Amazon DynamoDB is a managed NoSQL database service that provides fast and predictable performance with seamless scalability. The main purpose of DynamoDB is to offload the administrative burdens of operating and scaling a distributed database without worrying about hardware provisioning, software setup and maintenance, and scalability.
Even though DynamoDB does offer those advantages and the
ability to send unstructured data to be stored with minimal
effort, the way you query this data might come with a huge
cost.
With DynamoDB, you not only pay for reads and writes (through
reading capacity units RCUs and write capacity units WCUs),
but you also pay for additional things to be able to query
your data.
You pay for global secondary indexes (GSIs for short) which
are separate DynamoDB tables that contain a subset of
attributes from the source table. It contains an alternate
primary key to support query operations.
As your data set grows, your GSI tables will grow
simultaneously, but you end up paying for additional tables
when using more than one column as your key to your GSI table
to be able to query the requested data as expected.
You might end up using multiple DynamoDB tables, and each of
those tables will contain GSI tables to be able to query
different sets of data to your liking.
These tables and GSI tables end up charging you extra, but you
are able to achieve similar outcomes by cutting your costs by
using the Single Table Design on your DynamoDB table.
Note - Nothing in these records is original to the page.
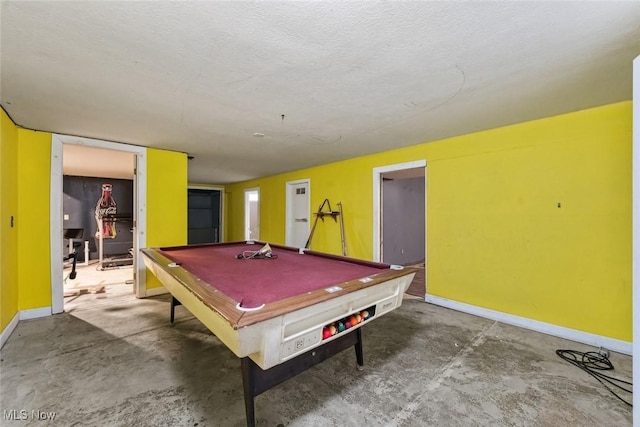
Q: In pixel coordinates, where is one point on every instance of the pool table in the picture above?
(280, 309)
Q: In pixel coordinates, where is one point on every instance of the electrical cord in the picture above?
(591, 362)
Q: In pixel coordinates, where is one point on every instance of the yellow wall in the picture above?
(166, 201)
(496, 237)
(8, 208)
(25, 180)
(34, 243)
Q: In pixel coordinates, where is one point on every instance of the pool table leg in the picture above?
(248, 385)
(255, 380)
(174, 303)
(358, 347)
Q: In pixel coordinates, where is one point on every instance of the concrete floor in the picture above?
(118, 362)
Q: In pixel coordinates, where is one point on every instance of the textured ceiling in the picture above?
(321, 81)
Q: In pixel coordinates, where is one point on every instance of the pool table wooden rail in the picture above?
(267, 335)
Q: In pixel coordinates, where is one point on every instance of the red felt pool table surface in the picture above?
(291, 281)
(253, 282)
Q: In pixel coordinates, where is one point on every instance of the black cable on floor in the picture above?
(591, 362)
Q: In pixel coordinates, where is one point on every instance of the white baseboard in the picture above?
(612, 344)
(6, 332)
(152, 292)
(34, 313)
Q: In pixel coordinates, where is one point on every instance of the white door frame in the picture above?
(247, 214)
(377, 201)
(289, 211)
(636, 236)
(221, 190)
(140, 216)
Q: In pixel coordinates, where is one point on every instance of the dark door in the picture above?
(204, 216)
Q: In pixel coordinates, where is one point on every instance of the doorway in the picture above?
(298, 212)
(204, 215)
(400, 219)
(252, 214)
(105, 163)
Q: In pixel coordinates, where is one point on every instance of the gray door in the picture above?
(204, 216)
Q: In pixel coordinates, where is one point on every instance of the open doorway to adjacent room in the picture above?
(95, 222)
(205, 215)
(400, 220)
(252, 214)
(98, 224)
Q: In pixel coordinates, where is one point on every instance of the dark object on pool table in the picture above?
(264, 253)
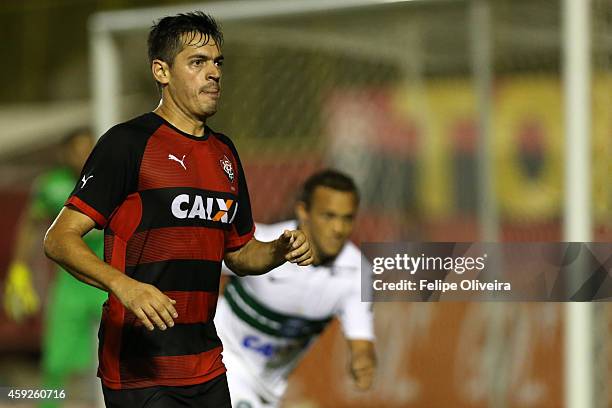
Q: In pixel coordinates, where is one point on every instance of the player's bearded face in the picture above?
(196, 77)
(329, 220)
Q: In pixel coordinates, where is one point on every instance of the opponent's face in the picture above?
(194, 80)
(328, 221)
(77, 151)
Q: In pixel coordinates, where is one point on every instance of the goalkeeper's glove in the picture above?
(20, 298)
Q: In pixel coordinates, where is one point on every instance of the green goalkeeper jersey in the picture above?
(50, 193)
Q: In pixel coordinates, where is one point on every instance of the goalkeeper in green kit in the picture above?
(73, 308)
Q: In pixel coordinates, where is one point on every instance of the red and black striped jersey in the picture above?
(171, 205)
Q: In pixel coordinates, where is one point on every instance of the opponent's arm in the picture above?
(362, 363)
(257, 257)
(64, 244)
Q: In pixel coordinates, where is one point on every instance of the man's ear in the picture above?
(301, 212)
(161, 71)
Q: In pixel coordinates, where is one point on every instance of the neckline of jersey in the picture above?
(207, 130)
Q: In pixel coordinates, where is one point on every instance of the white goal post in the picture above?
(105, 69)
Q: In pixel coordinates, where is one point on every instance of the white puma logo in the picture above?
(84, 180)
(173, 157)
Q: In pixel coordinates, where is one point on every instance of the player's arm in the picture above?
(64, 244)
(362, 363)
(257, 257)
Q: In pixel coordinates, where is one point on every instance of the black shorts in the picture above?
(211, 394)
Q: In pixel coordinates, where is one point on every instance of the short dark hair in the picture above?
(327, 178)
(167, 34)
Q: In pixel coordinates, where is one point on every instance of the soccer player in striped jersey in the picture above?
(267, 323)
(171, 196)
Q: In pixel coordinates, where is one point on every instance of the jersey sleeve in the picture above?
(356, 317)
(108, 177)
(40, 207)
(243, 227)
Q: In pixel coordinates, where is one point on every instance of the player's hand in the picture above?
(294, 247)
(20, 298)
(148, 303)
(363, 368)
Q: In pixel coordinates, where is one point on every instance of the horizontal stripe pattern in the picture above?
(137, 372)
(165, 244)
(192, 307)
(182, 339)
(178, 274)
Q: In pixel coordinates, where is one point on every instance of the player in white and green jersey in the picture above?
(266, 323)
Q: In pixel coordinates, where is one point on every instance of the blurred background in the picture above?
(450, 116)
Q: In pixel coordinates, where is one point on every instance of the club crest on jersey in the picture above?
(226, 164)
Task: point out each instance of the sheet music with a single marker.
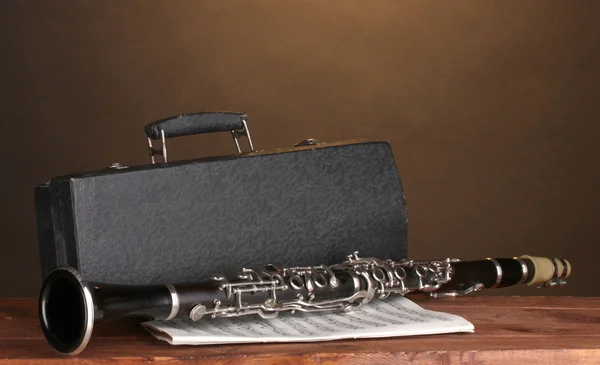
(395, 316)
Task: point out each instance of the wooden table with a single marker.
(508, 330)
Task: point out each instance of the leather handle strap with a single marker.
(195, 123)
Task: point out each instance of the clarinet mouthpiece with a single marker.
(547, 272)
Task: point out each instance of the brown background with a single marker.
(491, 107)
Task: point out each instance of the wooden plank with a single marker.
(508, 329)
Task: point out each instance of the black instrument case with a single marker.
(165, 222)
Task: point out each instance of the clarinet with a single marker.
(69, 306)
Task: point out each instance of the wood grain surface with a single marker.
(508, 330)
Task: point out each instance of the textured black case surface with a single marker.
(188, 220)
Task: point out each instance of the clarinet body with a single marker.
(69, 306)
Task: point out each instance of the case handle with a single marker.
(196, 123)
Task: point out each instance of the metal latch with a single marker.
(308, 142)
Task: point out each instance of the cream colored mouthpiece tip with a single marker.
(544, 268)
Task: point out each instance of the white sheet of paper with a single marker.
(395, 316)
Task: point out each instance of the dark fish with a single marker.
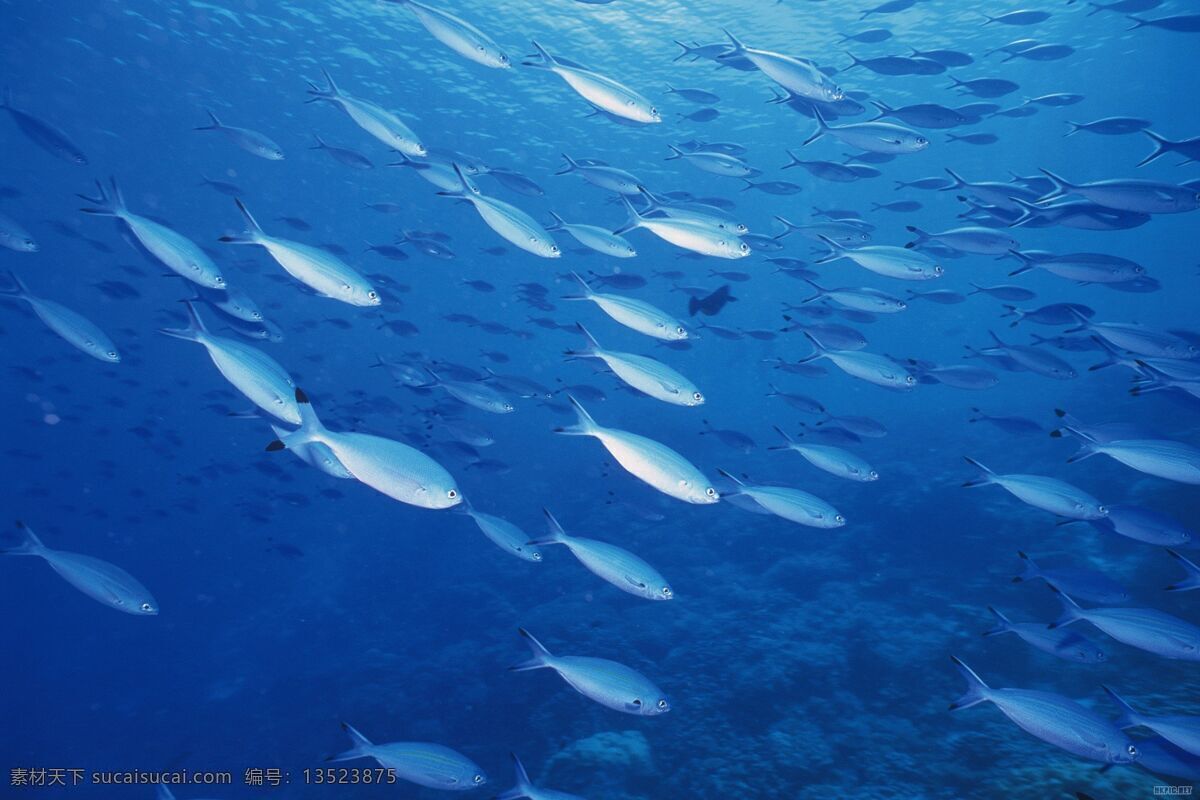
(873, 36)
(223, 187)
(973, 138)
(702, 115)
(46, 136)
(295, 222)
(1110, 126)
(342, 155)
(985, 88)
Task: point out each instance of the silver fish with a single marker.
(1041, 492)
(459, 35)
(647, 459)
(179, 253)
(75, 329)
(601, 91)
(633, 313)
(1146, 629)
(389, 467)
(250, 140)
(595, 238)
(1174, 461)
(382, 124)
(101, 581)
(607, 683)
(645, 374)
(425, 764)
(250, 371)
(613, 564)
(1053, 719)
(316, 268)
(503, 534)
(791, 504)
(871, 137)
(873, 368)
(832, 459)
(510, 222)
(1059, 643)
(525, 788)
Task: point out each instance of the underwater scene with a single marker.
(625, 400)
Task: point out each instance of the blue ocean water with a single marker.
(798, 661)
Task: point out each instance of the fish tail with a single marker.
(977, 690)
(687, 49)
(361, 745)
(593, 347)
(18, 288)
(253, 233)
(109, 203)
(556, 535)
(1162, 146)
(787, 439)
(540, 659)
(195, 330)
(215, 122)
(546, 60)
(984, 479)
(921, 236)
(585, 286)
(1071, 609)
(310, 429)
(821, 127)
(1192, 581)
(585, 427)
(633, 217)
(958, 181)
(817, 348)
(1129, 717)
(30, 543)
(1002, 624)
(738, 47)
(835, 250)
(1030, 566)
(1061, 185)
(731, 476)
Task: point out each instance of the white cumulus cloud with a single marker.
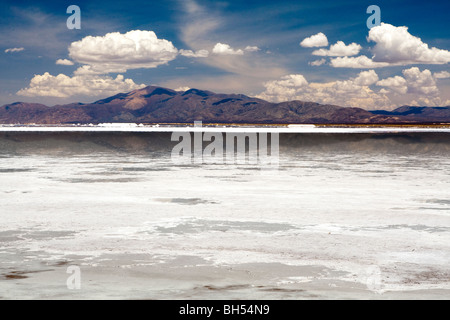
(317, 40)
(317, 63)
(339, 49)
(360, 62)
(116, 52)
(251, 48)
(64, 62)
(192, 54)
(421, 82)
(63, 86)
(354, 92)
(396, 84)
(11, 50)
(395, 45)
(225, 49)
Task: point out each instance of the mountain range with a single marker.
(161, 105)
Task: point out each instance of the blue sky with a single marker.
(250, 47)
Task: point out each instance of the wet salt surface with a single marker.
(325, 225)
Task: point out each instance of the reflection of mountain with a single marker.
(155, 104)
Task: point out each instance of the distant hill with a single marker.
(162, 105)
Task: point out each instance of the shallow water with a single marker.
(343, 216)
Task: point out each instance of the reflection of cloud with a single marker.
(62, 86)
(116, 52)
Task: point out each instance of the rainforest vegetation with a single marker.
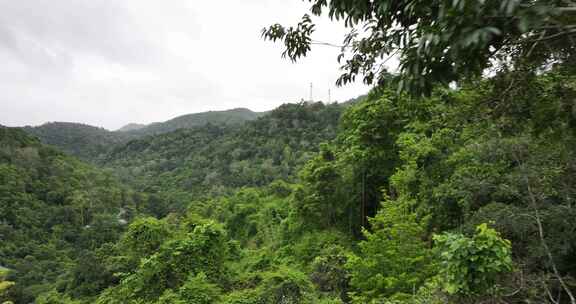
(445, 184)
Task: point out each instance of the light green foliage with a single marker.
(4, 283)
(393, 260)
(471, 266)
(54, 297)
(186, 260)
(196, 290)
(143, 237)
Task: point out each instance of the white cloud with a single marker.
(110, 62)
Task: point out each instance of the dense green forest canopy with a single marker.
(464, 194)
(440, 41)
(459, 197)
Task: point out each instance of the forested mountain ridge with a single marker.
(131, 127)
(55, 212)
(465, 196)
(227, 117)
(214, 159)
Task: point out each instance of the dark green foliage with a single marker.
(210, 160)
(295, 207)
(438, 42)
(54, 211)
(471, 266)
(229, 117)
(92, 143)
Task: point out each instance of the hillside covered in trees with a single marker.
(452, 181)
(452, 198)
(91, 143)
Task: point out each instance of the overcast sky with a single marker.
(111, 62)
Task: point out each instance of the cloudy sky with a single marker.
(110, 62)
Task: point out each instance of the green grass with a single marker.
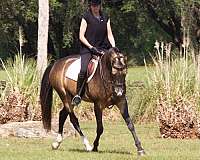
(2, 75)
(136, 74)
(115, 144)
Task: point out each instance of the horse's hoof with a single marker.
(141, 153)
(55, 145)
(89, 148)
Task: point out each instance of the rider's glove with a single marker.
(95, 51)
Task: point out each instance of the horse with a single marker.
(106, 88)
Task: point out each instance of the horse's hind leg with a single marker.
(74, 121)
(123, 106)
(62, 117)
(98, 114)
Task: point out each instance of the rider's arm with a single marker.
(82, 38)
(110, 35)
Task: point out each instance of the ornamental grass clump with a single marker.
(173, 89)
(19, 100)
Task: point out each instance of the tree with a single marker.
(43, 24)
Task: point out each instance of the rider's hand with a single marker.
(95, 51)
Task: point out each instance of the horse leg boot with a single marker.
(79, 89)
(62, 117)
(124, 112)
(76, 125)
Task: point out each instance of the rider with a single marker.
(95, 35)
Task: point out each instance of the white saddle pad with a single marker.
(74, 69)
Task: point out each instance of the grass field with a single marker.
(2, 75)
(116, 144)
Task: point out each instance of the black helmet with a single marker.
(95, 2)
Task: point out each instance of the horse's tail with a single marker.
(46, 96)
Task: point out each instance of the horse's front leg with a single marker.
(123, 107)
(98, 114)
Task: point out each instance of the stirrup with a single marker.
(76, 100)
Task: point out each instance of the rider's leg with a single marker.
(85, 59)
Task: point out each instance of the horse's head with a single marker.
(118, 63)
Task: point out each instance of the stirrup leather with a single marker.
(76, 100)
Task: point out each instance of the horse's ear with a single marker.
(116, 49)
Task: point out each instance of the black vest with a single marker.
(96, 32)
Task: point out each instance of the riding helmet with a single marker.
(95, 2)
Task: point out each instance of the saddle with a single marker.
(74, 69)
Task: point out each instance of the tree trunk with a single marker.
(43, 24)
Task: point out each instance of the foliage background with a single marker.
(136, 25)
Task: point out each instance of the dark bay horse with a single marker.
(106, 88)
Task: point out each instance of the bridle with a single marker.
(112, 82)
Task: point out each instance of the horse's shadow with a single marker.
(100, 152)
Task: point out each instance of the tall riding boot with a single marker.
(79, 89)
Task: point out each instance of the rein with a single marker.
(109, 81)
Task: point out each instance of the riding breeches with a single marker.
(85, 59)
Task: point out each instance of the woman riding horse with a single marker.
(95, 35)
(107, 87)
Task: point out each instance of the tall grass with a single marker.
(173, 76)
(22, 77)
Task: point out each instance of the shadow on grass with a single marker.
(100, 152)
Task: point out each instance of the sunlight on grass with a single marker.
(116, 143)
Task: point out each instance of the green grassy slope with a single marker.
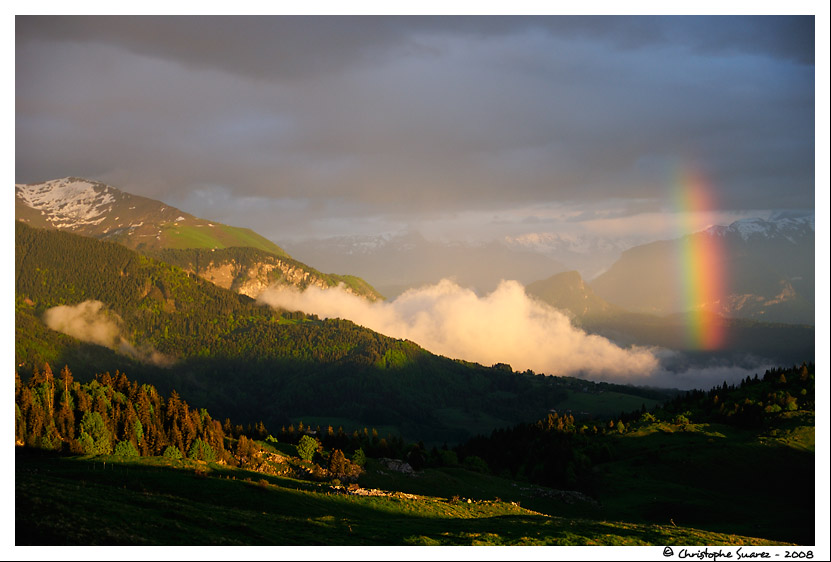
(76, 501)
(249, 362)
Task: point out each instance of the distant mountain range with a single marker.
(768, 270)
(399, 262)
(230, 257)
(777, 343)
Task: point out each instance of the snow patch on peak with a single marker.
(69, 202)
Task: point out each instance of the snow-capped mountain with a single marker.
(231, 257)
(791, 228)
(102, 211)
(590, 255)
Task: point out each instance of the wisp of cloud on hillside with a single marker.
(505, 326)
(90, 321)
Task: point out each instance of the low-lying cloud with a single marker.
(91, 322)
(505, 326)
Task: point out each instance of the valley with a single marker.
(480, 454)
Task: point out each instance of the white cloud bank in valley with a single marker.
(505, 326)
(91, 322)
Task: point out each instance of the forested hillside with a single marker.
(246, 361)
(736, 457)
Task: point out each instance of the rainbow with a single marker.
(701, 263)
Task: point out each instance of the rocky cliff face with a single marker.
(254, 275)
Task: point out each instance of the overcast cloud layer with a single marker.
(312, 126)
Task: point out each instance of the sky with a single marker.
(462, 128)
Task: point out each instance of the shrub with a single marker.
(125, 450)
(307, 447)
(359, 457)
(202, 451)
(478, 464)
(172, 452)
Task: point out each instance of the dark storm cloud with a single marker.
(414, 114)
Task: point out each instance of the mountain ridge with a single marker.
(101, 211)
(768, 264)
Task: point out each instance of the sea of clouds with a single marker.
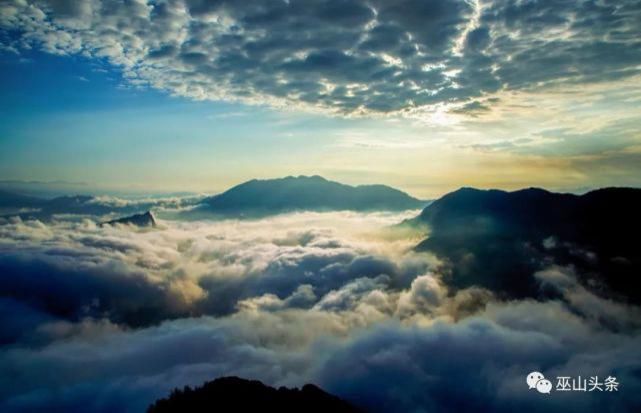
(106, 319)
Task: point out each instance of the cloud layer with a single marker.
(343, 56)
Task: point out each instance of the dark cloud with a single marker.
(346, 56)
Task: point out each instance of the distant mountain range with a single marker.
(497, 239)
(233, 394)
(258, 198)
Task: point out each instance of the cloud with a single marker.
(124, 315)
(337, 55)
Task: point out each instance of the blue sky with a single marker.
(186, 95)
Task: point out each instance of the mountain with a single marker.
(497, 239)
(229, 394)
(140, 220)
(257, 198)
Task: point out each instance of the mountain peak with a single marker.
(304, 193)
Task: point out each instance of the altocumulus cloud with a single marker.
(399, 56)
(108, 319)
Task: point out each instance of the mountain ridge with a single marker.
(310, 193)
(498, 239)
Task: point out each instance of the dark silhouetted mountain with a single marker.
(498, 239)
(257, 198)
(233, 394)
(16, 200)
(140, 220)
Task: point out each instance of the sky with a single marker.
(425, 96)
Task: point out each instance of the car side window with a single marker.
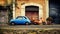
(25, 17)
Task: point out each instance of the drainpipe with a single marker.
(14, 9)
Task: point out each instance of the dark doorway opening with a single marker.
(54, 10)
(32, 11)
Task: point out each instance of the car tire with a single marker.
(12, 23)
(27, 23)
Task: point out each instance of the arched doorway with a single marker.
(32, 12)
(40, 9)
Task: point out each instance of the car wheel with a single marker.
(27, 23)
(12, 23)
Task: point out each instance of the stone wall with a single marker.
(23, 31)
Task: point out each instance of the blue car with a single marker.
(20, 20)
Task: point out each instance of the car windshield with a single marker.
(19, 17)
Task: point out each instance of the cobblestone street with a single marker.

The Single Table Design method requires you to use one
DynamoDB table and one GSI table. To be able to query your
data, you must register your data using two important key
pairs which are: a primary key PK and a sort key SK.
The primary key is a required key requested by DynamoDB, but
the sort key is the key to be used for your GSI table to be
able to query.
Instead of creating physical DynamoDB tables and assigning GSI
tables to each table, you create virtual tables in the same
DynamoDB table and differentiate them using a Table property,
and since DynamoDB is a NoSQL database, then you can insert
your data without worrying about any schema validation
issues.
Example of a regular DynamoDB record:
{ Key: "1234", Title: "test data", CreatedBy:"user-123", Content: "this is a test post" }
{ PK: "Post#1234", SK: "User#user-123", Title: "test data", Content: "this is a test post", Table: "Posts" }
The key difference here is that instead of putting a GSI table to be able to query the Key and CreatedBy, you now query on the PK-SK GSI table. Hence, you can focus on utilizing those keys to query on instead of creating multiple GSI tables to be able to query your requested data (keep in mind that you are allowed 20 GSI tables per DynamoDB table).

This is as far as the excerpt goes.